P8 Gallery / Curator Ayelet Hashahar Cohen
The project was presented as a solo exhibition on February 2024, while I am still trying to comprehend what happened on October 7th 2023 and Israel is in an ongoing war.
From the exhibition catalogue: “In July 2023, during one of the national days of disruption organized by the resistance groups against the judicial reform, Ronit Mirsky collected red hibiscus flowers growing in the yards of houses in Tel Aviv—flowers that her father had brewed for years, and whose scent reminded her of home. She gathered the flowers, their red color prominent in her life during those months as a regular participant in the Women’s March, near her home. Later, she pressed them under the cylinder of a mechanical press for prints and engravings. Her deep feelings about the trampling of civil rights were brought to the press, and she slowly and continuously crushed the hibiscus flowers in it, as a sort of energetic extension of body and soul.

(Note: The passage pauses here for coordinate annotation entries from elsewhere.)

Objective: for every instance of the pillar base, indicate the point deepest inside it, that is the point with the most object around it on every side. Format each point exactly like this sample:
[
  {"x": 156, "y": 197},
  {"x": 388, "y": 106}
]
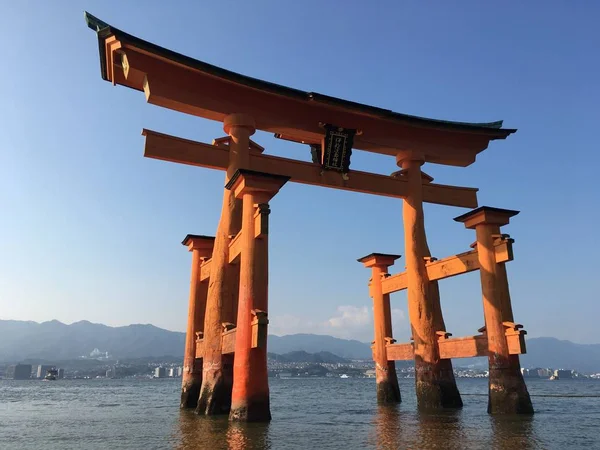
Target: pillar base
[
  {"x": 508, "y": 392},
  {"x": 215, "y": 393},
  {"x": 255, "y": 410},
  {"x": 190, "y": 391},
  {"x": 436, "y": 386},
  {"x": 388, "y": 390}
]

Mirsky had another body of work that she developed and intended to present, but after October 7, she realized that the red flowers she had collected were more than a metaphor for a bleeding soul. The violent act of crushing the flower in the press became present in reality and turned relevant and necessary for her as both an artistic and political action.
The exhibition at P8 Gallery presented printed papers from the press: pairs of monoprints of hibiscus flowers, reminiscent of Rorschach stains and constantly changing. The space also features enlarged digital prints, translating the organic material of the flowers into pixels, allowing a view into the particles of the flower, freezing and immortalizing it in time.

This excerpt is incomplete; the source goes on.